Dr. Subbarao highlighted five major challenges that the world, India included, need to be addressed on the way forward: How to define and measure financial stability; financial stability — exclusive or shared responsibility?; growth and financial stability — managing the trade-offs; reforming regulatory architecture; and fiscal policy, financial stability and central bank independence.
As the lessons of the financial crisis emerge, central banks are vigorously reinventing themselves and almost all countries are reviewing their regulatory architectures. “Two key lessons are driving this change: first that the responsibility for financial stability cannot be fragmented across several regulators; it has to rest unambiguously with a single regulator, and that single regulator optimally is the central bank. And second, that there is need for coordination across regulators on a regular basis and for developing a protocol for responding to a crisis situation,” said Dr. Subbarao. “There is a view that the High Level Coordination Committee on Financial Markets (HLCC-FM) comprising all the regulators and the Finance Secretary should be given a formal structure. While a formal structure will have the merit of enforcing accountability, the flip side is that it may make the forum excessively bureaucratic and detract from its other value adding features. “This is an issue that we must debate further.”
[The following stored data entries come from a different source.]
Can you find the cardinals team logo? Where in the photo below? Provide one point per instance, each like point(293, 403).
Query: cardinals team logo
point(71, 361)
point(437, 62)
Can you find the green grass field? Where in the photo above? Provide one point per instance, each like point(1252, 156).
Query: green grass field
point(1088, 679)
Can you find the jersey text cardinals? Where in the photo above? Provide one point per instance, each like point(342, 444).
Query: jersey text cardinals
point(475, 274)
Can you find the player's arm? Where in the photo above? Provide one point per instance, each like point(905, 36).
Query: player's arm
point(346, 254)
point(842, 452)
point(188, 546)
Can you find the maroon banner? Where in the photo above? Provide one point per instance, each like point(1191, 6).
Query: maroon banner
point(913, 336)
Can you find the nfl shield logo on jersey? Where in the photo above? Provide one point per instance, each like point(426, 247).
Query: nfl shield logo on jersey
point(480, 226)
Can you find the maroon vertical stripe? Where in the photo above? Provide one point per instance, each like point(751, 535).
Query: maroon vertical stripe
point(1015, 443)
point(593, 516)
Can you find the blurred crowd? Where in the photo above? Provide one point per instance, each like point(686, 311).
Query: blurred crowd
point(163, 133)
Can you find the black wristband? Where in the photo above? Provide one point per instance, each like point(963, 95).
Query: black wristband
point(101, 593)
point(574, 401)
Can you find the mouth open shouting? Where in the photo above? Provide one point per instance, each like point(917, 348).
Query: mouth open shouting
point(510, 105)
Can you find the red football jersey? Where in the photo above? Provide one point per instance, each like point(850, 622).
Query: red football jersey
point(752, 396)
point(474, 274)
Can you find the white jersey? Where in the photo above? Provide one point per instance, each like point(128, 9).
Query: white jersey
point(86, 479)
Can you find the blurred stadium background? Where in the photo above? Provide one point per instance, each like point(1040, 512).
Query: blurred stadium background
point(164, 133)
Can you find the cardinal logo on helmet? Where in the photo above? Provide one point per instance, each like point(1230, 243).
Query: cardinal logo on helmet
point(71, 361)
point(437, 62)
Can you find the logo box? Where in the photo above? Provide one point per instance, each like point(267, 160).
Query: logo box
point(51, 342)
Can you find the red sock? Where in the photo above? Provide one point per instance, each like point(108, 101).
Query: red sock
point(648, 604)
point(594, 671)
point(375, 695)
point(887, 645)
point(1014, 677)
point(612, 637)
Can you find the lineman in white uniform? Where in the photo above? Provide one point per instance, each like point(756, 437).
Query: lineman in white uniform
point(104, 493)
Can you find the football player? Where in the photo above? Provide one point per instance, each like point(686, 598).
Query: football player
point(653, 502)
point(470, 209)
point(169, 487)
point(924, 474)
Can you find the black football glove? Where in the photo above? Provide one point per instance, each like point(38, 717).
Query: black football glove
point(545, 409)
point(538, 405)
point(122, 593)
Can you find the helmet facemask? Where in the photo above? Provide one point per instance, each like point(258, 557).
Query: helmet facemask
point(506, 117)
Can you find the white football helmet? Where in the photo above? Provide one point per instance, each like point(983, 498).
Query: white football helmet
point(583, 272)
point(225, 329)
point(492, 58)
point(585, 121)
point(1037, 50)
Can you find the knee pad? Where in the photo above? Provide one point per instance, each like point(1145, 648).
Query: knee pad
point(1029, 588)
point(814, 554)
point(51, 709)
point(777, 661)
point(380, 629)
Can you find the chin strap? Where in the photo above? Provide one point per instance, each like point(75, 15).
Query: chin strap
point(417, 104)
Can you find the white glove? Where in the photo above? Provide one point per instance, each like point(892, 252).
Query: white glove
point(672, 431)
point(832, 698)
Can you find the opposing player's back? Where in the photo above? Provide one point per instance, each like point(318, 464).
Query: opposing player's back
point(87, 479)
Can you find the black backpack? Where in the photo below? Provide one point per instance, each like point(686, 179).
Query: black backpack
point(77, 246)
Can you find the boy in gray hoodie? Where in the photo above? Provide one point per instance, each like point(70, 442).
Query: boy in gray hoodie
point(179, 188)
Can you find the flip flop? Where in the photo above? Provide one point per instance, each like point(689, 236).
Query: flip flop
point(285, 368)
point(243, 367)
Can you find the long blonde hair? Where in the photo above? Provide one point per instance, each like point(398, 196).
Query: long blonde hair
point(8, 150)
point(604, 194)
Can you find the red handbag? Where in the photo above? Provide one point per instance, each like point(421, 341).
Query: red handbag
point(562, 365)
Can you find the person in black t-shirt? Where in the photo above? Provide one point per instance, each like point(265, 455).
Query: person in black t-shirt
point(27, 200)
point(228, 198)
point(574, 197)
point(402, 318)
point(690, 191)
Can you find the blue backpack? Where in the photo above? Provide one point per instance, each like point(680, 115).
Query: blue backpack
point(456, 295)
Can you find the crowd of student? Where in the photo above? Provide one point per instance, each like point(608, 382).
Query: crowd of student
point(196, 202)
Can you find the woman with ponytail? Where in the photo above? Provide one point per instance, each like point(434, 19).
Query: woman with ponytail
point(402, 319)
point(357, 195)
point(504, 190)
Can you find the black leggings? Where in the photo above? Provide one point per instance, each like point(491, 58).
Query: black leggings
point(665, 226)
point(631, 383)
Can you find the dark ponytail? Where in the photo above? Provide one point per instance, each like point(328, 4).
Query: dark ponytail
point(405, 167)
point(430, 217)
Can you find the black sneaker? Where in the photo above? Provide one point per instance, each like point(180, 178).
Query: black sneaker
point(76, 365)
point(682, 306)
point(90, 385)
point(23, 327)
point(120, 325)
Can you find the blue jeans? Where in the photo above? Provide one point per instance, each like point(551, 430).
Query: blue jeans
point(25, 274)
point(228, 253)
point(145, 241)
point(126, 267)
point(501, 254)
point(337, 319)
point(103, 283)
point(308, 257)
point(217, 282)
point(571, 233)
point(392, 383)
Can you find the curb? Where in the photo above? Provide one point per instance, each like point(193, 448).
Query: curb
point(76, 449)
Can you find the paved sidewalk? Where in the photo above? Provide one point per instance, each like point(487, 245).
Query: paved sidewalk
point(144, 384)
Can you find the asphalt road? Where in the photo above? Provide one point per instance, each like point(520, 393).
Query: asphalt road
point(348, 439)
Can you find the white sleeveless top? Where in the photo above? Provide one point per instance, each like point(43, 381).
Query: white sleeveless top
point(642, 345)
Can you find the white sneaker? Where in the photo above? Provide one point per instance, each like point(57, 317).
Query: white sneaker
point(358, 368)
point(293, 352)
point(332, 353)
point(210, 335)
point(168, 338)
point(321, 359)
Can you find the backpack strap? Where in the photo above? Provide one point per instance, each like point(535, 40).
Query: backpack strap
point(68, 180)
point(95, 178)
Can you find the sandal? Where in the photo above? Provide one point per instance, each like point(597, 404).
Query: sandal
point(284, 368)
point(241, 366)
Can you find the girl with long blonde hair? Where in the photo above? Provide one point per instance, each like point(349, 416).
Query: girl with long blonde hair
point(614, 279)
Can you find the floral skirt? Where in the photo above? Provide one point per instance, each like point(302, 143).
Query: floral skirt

The second issue relating to regulatory architecture with relevance for financial stability has to do with changes, if any, warranted in the regulation of financial markets. Two recent reports, both influential, one by Percy Mistry on Mumbai as an International Financial Centre and the other by Raghuram Rajan on Financial Sector Reforms, have recommended that regulation of all trading of financial products and instruments be brought under SEBI. “We need to seriously debate the advisability of such a unification,” Dr. Subbarao added.
The RBI stressed the need for the Centre and the States return to the path of fiscal consolidation to preserve financial stability.
But, Dr. Subbarao said, “There are apprehensions that this may not happen soon because of the expected protracted recovery and also because of structural factors that may keep fiscal deficits at elevated levels into the medium-term”.